GR: The majority of the animation was done by the ILM group in Singapore, which has come a huge long way in a very short time. And the talent they have there is really first class. Kim Ooi is our animation supervisor and he led a pretty amazing team, I’m not an animator but I know what I like and Kim and his group are really good about thinking like actors and presenting great ideas. I love working with animators — they’re a unique breed. The first animated scene we did was the chasing of the imp and right out of the gate I was incredibly impressed that we were at such a high level.

BD: And the look?

GR: One part of the story that was always important for me from the very beginning was that this kind of world could live in our own backyard. If you look closely in the forests or under a rock in your own backyard, you could maybe see these creatures out there. And so that meant that we could be naturalistic without crossing over the line into photo-realism. You want to avoid the Uncanny Valley. We began with nature and then did a mash-up of all these fairy tale creatures. It’s saturated and stylized but it’s something we can recognize. But I love stylization that has that abstraction and beauty to it.

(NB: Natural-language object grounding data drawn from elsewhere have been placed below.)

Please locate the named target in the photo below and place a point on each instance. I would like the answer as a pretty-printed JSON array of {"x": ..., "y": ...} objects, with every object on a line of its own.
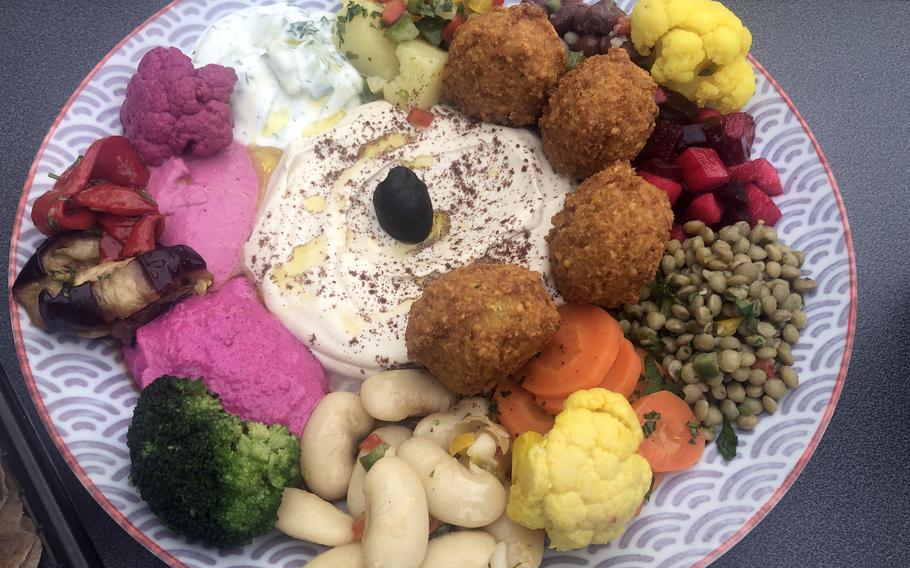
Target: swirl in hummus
[{"x": 337, "y": 280}]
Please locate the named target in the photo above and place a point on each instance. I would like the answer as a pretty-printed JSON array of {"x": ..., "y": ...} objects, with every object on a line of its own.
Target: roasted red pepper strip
[
  {"x": 117, "y": 227},
  {"x": 142, "y": 238},
  {"x": 74, "y": 179},
  {"x": 115, "y": 199},
  {"x": 52, "y": 213},
  {"x": 119, "y": 163},
  {"x": 448, "y": 32}
]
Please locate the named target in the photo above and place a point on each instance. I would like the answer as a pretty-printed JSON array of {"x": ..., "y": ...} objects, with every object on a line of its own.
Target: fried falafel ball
[
  {"x": 477, "y": 324},
  {"x": 503, "y": 64},
  {"x": 602, "y": 111},
  {"x": 608, "y": 240}
]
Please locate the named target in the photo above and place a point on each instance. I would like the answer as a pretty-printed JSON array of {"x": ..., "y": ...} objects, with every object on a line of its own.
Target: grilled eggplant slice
[{"x": 65, "y": 287}]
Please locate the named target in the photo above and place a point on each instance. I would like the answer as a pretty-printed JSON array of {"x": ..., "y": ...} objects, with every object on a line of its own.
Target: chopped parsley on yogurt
[{"x": 291, "y": 77}]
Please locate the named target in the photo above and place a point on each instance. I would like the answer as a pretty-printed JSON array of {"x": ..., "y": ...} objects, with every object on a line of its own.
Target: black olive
[{"x": 403, "y": 206}]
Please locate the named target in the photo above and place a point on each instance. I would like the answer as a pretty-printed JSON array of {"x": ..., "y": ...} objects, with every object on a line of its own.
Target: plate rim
[{"x": 172, "y": 561}]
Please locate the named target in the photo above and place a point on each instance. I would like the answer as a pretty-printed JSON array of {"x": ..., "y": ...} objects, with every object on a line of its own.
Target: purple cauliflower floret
[{"x": 172, "y": 108}]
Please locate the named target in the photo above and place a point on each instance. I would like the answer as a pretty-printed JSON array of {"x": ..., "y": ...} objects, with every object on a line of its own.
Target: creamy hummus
[{"x": 337, "y": 280}]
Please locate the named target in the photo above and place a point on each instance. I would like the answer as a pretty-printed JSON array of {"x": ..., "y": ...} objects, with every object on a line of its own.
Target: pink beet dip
[
  {"x": 260, "y": 370},
  {"x": 210, "y": 205}
]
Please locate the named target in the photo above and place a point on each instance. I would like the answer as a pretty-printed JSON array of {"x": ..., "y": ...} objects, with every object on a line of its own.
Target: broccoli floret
[{"x": 207, "y": 474}]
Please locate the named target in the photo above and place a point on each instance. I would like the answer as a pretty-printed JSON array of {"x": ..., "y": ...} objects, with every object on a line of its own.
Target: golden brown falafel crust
[
  {"x": 477, "y": 324},
  {"x": 602, "y": 111},
  {"x": 607, "y": 241},
  {"x": 502, "y": 65}
]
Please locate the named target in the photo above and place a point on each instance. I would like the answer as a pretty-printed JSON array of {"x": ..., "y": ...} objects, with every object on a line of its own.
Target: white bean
[
  {"x": 308, "y": 517},
  {"x": 524, "y": 546},
  {"x": 396, "y": 395},
  {"x": 391, "y": 435},
  {"x": 329, "y": 441},
  {"x": 347, "y": 556},
  {"x": 458, "y": 495},
  {"x": 462, "y": 549},
  {"x": 443, "y": 426},
  {"x": 397, "y": 523}
]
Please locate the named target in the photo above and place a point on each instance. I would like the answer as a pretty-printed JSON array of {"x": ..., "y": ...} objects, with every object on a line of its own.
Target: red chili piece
[
  {"x": 104, "y": 188},
  {"x": 115, "y": 199}
]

And because ILM is a visual effects company, that was part of the DNA.

BD: What was it like working with Brenda Chapman, who came on as a consultant after Brave?

GR: Well, she’s wonderful with story and came in to take George’s initial vision and shape into a three-act story. And the other thing that she did was bring in some of the best story artists to come in flesh it out in a storyboard way. And she brought in a great writer, Irene Mecchi, and was very instrumental in shaping the story that the movie became.

BD: And it has two very strong female characters in the two sisters.

GR: That began with George because at one point he had two little girls and he wanted this story to have strong girl characters in addition to being a love story.

BD: You finally got to direct a feature after Newt was cancelled at Pixar. What has this experience been like for you?

GR: Even though I didn’t originate Strange Magic, it was good for me because of the love story aspect. Newt was a love story and even though they are very different, I was fascinated by characters falling in love and was able to take some of the same thinking there and apply it to Strange Magic. And working on the English versions of some of the Studio Ghibli projects gave me experience with voice actors and making the shorts. So the timing wasn’t planned but it allowed me to utilize experience leading up to it that was incredibly valuable.